The Third District Court of Appeals recently reversed a trial court’s ruling that a bank was negligent when it mistakenly reported that the Plaintiff was a bank robber. In Bank of America Corp. v. Valladares, the Court would not conclude that the bank was liable for a Plaintiff’s personal injuries when a police officer who was called in for the suspected bank robbery kicked the Plaintiff in the head for failing to obey a command.

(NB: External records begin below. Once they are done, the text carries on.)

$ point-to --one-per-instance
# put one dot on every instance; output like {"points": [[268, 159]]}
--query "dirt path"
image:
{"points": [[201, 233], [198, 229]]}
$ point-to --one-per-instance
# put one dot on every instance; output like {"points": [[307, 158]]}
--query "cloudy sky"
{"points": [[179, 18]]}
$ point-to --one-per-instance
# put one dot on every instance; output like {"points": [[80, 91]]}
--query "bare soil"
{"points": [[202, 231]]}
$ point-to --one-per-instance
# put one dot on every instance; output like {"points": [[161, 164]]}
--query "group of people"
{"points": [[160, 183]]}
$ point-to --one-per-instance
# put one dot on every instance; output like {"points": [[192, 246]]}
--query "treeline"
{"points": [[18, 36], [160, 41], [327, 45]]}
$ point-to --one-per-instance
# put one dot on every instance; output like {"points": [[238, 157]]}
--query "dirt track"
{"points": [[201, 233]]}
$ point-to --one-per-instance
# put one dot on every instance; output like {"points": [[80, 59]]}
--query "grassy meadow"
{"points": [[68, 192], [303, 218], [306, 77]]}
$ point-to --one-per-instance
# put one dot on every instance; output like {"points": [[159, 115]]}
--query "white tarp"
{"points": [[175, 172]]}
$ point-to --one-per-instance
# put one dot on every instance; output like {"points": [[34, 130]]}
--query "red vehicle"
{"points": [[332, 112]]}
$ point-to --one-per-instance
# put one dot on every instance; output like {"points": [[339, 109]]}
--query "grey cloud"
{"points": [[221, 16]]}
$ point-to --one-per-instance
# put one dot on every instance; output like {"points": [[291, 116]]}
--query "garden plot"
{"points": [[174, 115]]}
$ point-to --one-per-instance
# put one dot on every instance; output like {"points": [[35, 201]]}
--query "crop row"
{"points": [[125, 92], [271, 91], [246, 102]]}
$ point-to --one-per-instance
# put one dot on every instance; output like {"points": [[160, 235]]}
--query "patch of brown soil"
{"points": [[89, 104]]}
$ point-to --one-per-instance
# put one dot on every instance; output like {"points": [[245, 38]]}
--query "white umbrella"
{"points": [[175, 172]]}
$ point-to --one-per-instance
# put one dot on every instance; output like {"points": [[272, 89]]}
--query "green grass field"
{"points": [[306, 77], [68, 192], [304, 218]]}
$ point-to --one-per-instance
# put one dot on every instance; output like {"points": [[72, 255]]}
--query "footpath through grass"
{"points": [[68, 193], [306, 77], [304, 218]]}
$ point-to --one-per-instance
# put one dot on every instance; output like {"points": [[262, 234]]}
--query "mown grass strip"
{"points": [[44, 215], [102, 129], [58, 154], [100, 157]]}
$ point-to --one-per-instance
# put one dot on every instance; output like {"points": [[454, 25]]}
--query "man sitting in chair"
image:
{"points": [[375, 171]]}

In doing so, the 3rd DCA cited Pokorny v. First Federal Savings & Loan Ass’n of Largo, 382 So. 2d 678 (Fla. 1980) to emphasize that a party cannot be held liable in Florida for negligently calling the police for the purpose of reporting a crime. The test used in deciding this case and Pokorny was a balancing test, weighing an individual’s protection from abusive accusations against one’s freedom in reporting suspected criminal activity. Florida Court’s have repeatedly held that when one makes a good faith mistake in reporting suspected criminal activity he has a qualified privilege with the sole exception of malicious intent. Here, the Court has simply extended the logic of Pokorny to a good faith mistake that leads to an injury inflicted by the police.
So, if you innocently suspect criminal activity, do not be afraid to report it because there is a shield of qualified privilege protecting you from suit. And, if someone calls the police on you wrongfully, you probably don’t have civil recourse unless you were falsely imprisoned, hurt, or had other damages apart from the call.